As activity ramps up for the 2019 Price Review, ensuring water and sewerage supplies remain resilient will be a key challenge. Policy Manager Sarah Thomas explores how water companies can effectively incorporate resilience into their business plans, against a backdrop of climate change, population growth and other environmental factors.
Water companies are busy planning what to spend their money on between 2020 and 2025 as they prepare to submit their business plans as part of the forthcoming Price Review. Ofwat, the industry regulator, has included resilience as one of its four key priorities, in addition to customer service, affordability and innovation. We agree that resilience is a crucial issue for both current and future consumers and we want to see companies setting out in their business plans how they will achieve this.
A key part of resilience involves companies looking after the water environment, such as rivers, streams, lakes and reservoirs. These resources need to be as healthy as possible so they can provide consumers with a clean supply of water, both now and in the future. As part of this, we’ll be looking for water companies to:
Take water from the environment carefully:
The water industry needs to abstract water from the environment in a way that doesn’t cause any damage to the ecosystems left behind. This is particularly difficult in the drier, more populous areas of the country, such as the south and the east. They also need to pay particular attention to areas that are part of statutory conservation schemes, such sites of special scientific interest (SSSIs).

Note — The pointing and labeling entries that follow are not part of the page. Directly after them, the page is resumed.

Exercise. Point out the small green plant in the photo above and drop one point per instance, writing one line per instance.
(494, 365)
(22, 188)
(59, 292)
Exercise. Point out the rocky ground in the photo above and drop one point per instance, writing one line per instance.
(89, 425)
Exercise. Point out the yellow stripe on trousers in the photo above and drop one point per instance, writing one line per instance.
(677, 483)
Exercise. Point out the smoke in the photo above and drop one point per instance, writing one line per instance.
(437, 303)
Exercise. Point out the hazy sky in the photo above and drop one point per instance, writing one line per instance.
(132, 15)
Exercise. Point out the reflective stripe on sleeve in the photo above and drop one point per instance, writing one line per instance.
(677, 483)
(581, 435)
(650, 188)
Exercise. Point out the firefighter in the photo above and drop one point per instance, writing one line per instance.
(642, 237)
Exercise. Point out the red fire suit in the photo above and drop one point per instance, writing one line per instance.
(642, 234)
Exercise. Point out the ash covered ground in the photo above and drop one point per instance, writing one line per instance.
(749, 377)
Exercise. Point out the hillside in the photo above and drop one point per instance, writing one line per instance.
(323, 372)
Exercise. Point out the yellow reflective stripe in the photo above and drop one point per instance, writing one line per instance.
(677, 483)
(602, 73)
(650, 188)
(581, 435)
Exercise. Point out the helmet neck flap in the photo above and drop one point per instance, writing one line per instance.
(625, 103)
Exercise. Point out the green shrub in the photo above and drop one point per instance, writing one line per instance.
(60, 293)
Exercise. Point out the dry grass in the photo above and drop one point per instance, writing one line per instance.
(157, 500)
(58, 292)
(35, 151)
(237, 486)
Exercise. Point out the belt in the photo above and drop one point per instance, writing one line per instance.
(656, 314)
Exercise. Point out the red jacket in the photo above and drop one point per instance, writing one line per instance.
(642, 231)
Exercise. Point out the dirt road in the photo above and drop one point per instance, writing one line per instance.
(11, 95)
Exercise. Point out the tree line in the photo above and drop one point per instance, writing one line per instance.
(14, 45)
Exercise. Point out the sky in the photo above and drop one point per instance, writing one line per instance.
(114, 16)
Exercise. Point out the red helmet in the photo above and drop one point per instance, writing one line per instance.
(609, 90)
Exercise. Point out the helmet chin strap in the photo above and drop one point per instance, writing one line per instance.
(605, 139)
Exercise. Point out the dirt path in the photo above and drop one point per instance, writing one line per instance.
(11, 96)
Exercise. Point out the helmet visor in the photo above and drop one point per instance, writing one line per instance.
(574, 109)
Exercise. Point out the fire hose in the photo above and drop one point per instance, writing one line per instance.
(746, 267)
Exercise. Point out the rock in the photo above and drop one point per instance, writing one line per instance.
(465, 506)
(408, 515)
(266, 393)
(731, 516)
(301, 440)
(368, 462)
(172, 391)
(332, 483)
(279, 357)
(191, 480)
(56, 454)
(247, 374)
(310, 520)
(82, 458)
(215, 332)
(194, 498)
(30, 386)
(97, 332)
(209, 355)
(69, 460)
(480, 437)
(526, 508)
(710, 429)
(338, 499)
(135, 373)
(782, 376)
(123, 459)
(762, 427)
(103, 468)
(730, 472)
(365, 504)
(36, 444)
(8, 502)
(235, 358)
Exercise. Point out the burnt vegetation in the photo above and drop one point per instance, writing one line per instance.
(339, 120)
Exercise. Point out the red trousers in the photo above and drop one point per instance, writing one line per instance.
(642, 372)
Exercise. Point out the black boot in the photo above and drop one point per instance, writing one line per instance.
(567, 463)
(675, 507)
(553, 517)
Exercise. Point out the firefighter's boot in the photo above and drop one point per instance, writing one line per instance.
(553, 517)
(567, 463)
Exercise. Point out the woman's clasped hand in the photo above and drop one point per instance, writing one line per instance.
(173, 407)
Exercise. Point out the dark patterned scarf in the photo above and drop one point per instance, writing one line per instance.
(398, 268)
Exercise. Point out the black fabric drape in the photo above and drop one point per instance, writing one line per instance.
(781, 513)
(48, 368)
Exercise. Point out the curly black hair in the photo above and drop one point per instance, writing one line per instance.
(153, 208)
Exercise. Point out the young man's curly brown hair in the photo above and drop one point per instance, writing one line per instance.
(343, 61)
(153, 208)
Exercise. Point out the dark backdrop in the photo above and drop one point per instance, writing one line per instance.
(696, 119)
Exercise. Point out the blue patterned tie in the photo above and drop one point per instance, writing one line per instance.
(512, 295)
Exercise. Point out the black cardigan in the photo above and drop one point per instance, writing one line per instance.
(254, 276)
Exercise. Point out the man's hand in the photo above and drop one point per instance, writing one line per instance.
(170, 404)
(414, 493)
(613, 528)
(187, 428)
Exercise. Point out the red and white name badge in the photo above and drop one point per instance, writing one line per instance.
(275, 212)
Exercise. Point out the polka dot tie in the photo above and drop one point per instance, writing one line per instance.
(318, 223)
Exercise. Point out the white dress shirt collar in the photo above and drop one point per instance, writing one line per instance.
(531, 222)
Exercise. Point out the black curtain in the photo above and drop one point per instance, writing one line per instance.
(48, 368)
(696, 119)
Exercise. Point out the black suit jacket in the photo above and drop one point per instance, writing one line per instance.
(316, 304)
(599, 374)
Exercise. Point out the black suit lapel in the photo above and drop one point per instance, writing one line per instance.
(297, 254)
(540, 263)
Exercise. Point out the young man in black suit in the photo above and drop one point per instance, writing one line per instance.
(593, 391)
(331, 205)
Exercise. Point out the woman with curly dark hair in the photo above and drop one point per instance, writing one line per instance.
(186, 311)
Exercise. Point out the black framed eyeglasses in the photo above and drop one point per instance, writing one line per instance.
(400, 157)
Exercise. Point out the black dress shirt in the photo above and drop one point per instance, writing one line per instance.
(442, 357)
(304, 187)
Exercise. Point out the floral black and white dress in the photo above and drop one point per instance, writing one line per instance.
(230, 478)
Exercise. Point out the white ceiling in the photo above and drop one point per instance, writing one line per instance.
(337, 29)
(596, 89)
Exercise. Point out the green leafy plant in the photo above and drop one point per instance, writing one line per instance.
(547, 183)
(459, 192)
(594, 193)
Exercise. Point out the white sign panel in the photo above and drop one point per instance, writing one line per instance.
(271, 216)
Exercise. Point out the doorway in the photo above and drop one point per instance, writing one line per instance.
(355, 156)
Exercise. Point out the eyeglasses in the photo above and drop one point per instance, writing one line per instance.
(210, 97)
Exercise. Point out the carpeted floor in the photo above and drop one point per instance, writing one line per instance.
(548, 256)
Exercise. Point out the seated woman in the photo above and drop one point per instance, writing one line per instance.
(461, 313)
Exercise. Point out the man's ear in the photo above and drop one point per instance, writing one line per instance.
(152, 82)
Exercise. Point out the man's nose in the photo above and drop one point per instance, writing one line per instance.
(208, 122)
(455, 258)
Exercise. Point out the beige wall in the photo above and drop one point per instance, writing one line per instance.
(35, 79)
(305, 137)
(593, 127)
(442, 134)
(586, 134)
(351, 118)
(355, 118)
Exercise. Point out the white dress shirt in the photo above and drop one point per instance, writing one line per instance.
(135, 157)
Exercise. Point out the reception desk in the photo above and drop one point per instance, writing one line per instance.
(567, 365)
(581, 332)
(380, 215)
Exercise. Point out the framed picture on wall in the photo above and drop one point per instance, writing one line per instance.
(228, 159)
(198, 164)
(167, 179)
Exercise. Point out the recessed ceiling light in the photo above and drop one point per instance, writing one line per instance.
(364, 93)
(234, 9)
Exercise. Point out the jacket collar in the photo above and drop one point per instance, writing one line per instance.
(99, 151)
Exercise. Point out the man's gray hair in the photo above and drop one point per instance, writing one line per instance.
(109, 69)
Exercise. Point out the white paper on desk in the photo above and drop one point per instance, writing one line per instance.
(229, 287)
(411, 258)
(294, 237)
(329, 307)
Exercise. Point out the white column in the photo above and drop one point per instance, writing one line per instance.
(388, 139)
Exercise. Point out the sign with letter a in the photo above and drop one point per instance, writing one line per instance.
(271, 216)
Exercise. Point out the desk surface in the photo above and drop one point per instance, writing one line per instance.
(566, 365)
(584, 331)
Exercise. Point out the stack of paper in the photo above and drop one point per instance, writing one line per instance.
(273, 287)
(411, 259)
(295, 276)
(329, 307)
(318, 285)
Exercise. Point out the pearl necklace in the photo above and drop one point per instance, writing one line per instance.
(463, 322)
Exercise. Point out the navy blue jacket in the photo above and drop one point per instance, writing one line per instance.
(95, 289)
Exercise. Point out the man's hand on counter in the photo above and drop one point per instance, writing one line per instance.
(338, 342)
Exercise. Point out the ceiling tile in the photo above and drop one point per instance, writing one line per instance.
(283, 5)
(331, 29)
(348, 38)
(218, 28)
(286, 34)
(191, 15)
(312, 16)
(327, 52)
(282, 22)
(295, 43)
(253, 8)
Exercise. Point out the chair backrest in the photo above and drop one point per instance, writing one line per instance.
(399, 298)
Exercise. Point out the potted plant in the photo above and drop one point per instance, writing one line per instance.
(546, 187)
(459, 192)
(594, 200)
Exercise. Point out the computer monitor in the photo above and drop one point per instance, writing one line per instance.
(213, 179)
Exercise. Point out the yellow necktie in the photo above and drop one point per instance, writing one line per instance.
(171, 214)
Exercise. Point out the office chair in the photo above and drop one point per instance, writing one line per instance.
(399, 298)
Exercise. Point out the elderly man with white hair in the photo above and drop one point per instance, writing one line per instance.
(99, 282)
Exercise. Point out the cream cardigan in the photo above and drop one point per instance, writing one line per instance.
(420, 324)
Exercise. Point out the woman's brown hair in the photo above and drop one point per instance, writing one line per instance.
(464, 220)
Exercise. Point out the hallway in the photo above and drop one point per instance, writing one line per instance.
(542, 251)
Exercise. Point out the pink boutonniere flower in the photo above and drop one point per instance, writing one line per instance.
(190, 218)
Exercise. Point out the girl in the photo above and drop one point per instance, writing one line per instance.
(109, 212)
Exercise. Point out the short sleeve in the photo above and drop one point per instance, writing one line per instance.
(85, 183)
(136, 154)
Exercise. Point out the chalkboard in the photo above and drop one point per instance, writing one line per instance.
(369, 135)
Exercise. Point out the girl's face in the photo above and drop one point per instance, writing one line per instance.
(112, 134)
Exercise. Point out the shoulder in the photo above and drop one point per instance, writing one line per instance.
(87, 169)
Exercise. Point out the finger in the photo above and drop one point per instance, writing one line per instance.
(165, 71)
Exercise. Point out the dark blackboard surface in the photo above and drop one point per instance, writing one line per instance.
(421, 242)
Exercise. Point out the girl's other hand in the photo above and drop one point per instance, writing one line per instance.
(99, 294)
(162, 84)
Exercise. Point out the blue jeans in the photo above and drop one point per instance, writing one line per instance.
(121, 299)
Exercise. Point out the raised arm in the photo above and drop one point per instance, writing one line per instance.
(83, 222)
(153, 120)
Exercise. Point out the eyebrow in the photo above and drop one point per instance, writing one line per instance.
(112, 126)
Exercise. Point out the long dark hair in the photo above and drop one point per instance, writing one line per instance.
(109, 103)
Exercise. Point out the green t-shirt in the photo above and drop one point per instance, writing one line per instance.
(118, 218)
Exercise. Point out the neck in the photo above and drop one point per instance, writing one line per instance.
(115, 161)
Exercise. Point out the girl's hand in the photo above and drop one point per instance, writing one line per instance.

Clean up after themselves:
Sewage needs to be treated to a high standard so that when wastewater is discharged back into the environment it doesn’t add to any pollution. With the latest figures showing almost a third more properties were flooded with sewage during 2016/17, we also want to see companies being more proactive when it comes to protecting properties against sewer flooding.
Plan for the future:
A growing population means that more water will be needed at a time when climate change is likely to reduce what is available. Our own research shows that demand for water could outstrip the amount of water available by up to 22% by 2050. All water companies need to start planning now so they can continue to provide a supply of water for future generations.
The Environment Agency works with the water companies to help them understand what action they need to take to increase the resilience of the environment. Part of our role is to make sure customers’ preferences are taken into account. For example, if new infrastructure is needed, such as to remove a particular chemical from the water supply, then this cost is passed on to customers. If this cost puts significant upwards pressure on bills, then we will press for the impact phased so that water bills remain affordable.
At the same time, water companies need to make sure they are doing enough now to avoid problems in the future. Working with other agencies, such as wildlife trusts or landowners, can help to keep costs low, as well as reducing the potential for future problems. We’re encouraging companies to work in partnership with others to help find joint solutions to shared problems – this way water consumer gets the best outcome.
We want to see the resilience of water and sewerage services increased during 2020-2025 and beyond. An important part of that will be delivered from securing a resilient and sustainable environment.